Some missionaries set up schools and hospitals, others probably spend a good deal of their time distributing food and clothing. It became apparent to me that “my team” was doing none of these things. At first, I was silently critical for what I considered this lack. But slowly, I began to learn that they were doing something much more difficult and, in the long run, more valuable. They resisted the gratifying opportunities that would make them look like “miracle workers” with their modern drugs or barrels of free goods. Instead, they worked toward teaching the people to help themselves and each other. A word which isn’t in our dictionaries yet means much to the Latin American missionaries, is “Conscientization.” What this means is a bringing into the consciousness and concern of a person those things which he should be concerned about. The difference between giving a man a fish and teaching him to fish certainly applies here. The missionaries seek out and encourage community leaders. Through lessons – right from the bible on Christian principles, they get the leaders to think of the good of their whole communities. Leaders go out of their way in both times and effort to serve their people to a degree far beyond anything we would consider generous community service. I met one man named Jose who left his wife and children and walked four days alone in the rain, swam across rivers, and carried a thirty-pound knapsack. He did this to help another community develop its leaders. He was willing to give more than a month of his time with these hardships and with no monetary compensation because the missionaries had helped him to become “conscientizized.”
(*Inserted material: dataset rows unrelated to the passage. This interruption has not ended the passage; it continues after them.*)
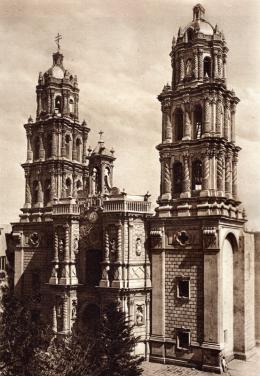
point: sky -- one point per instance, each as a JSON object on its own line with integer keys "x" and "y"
{"x": 119, "y": 49}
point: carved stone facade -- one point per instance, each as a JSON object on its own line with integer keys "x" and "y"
{"x": 198, "y": 285}
{"x": 184, "y": 275}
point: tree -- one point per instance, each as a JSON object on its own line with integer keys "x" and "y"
{"x": 115, "y": 343}
{"x": 20, "y": 337}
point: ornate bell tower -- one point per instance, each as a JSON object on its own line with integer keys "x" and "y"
{"x": 197, "y": 235}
When I was leaving Nicaragua, I saw a plaque which said, 11 A little country with a big dream.” These words really gave the essence of my own observations about the people. Their songs are full of pride. They are happy and hard working. In Nicaragua, people are still more important than things: I hope they can always keep this.

As the time for me to leave approached, I began to nostalgically relish each moment. Several of the children had won my heart. The team kept hiding my passport. Adult members of the village kept asking why I had to go and when I would return. The way they talked, you would think the United States was the neighboring state! I never realized how much I hated good-byes.

Even now, I find my mind will wander to some Nicaraguan scene or saying. I have a Peace Corp application on my desk and am wondering what strings I might pull to land me right back with the same people.